Search code examples
cloudera-cdhdata-recoverycloudera-manager

CDH4 Restore Cloudera Manager to existing cluster


Our Cloudera Manager (4.7) node on production had gone awry so we installed a fresh OS on that node. We are trying to recover Cloudera Manager from backups we have of the (embedded) postgresql db. We hope by using the restored DB, CM can manage the existing cluster with the existing configurations.

We are doing a few POCs in which we are trying to port the cloudera manager to a new server with the steps outlined as below. (Eventually we will install CM on the same node)

  1. install cloudera-server-daemons cloudera-server
  2. install cloudera-server-db
  3. sudo service cloudera-server-db start => this creates the basic roles ; regenerates passwords etc.
  4. so from our pg_dumpall foo.sql we removed the initial statements which created the roles and passwords and the database. pql -U cloudera-scm -h localhost -p 7432 -f foo.sql postgres .This completed successfully.
  5. On each on node in the cluster change the /etc/cloudera-scm-agent/config.ini to point to the new node
  6. sudo service cloudera-server start . => we were expecting the CM to pick up the configs and just load up. However it takes us the installer page
  7. Install free edition. Either search for ips or we see the hosts available.
  8. Next it updates the cdh packages on each node in the cluster and asks us for installation of services.
  9. After this the process is a little unclear. However we did manage to assign roles to the appropriate nodes for eg. HDFS using the same root dir it was not formatted and everything seems ok. However all our configuration is missing. This seems to suggest that the CM did not read off the restored DB.

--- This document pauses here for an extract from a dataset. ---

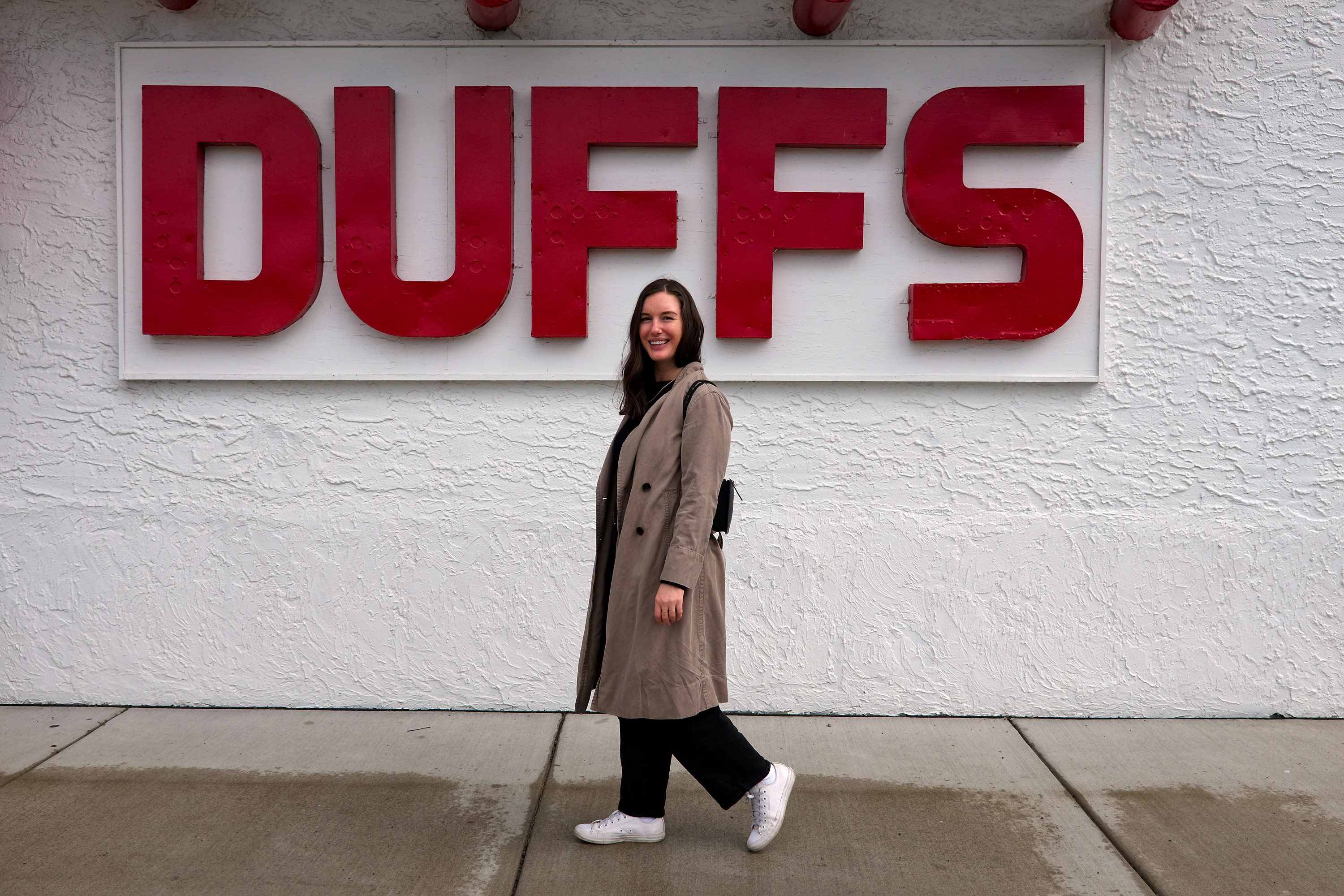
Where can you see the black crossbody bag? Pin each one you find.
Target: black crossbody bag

The above steps do not seem to be the right way of restoring the state of the cloudera manager. This Reference possibly lists a seamless way to do this. By following the steps mentioned in the link we still cannot get CM to read off the restored DB. Can someone point to the right steps please ? Any help appreciated.


Solution

  • After lots of poc's we came to the conclusion that the db dump was useless. Fortunately for us we had the /data directory for the postgresql.

    We chose the same machine for the re-install (so no need to mess around with hostnames and ipaddresses in the /etc/cloudera-scm-agent/config.ini) So we installed the correct postgresql version, cloudera-scm-server, cloudera-scm-server-db, cloudera-scm-agent, cloudera-scm-daemons and their associated dependencies.

    One issue we had is that we had lost the db.mgmt.properties. We were able to alter the passwords of the users (amon, hmon, smon, nav etc.). The logic for the password is md5(yourPasswordUser) using the md5 function available in postgres. In addition you need to prepend this password with 'md5'.

    Boot up cloudera-scm-server and all the services will show up. If there are database connection problems then go to the associated service for e.g. activity monitor and change the password to yourPassword. restart.

    This worked for us. We did not need to install or reconfigure services.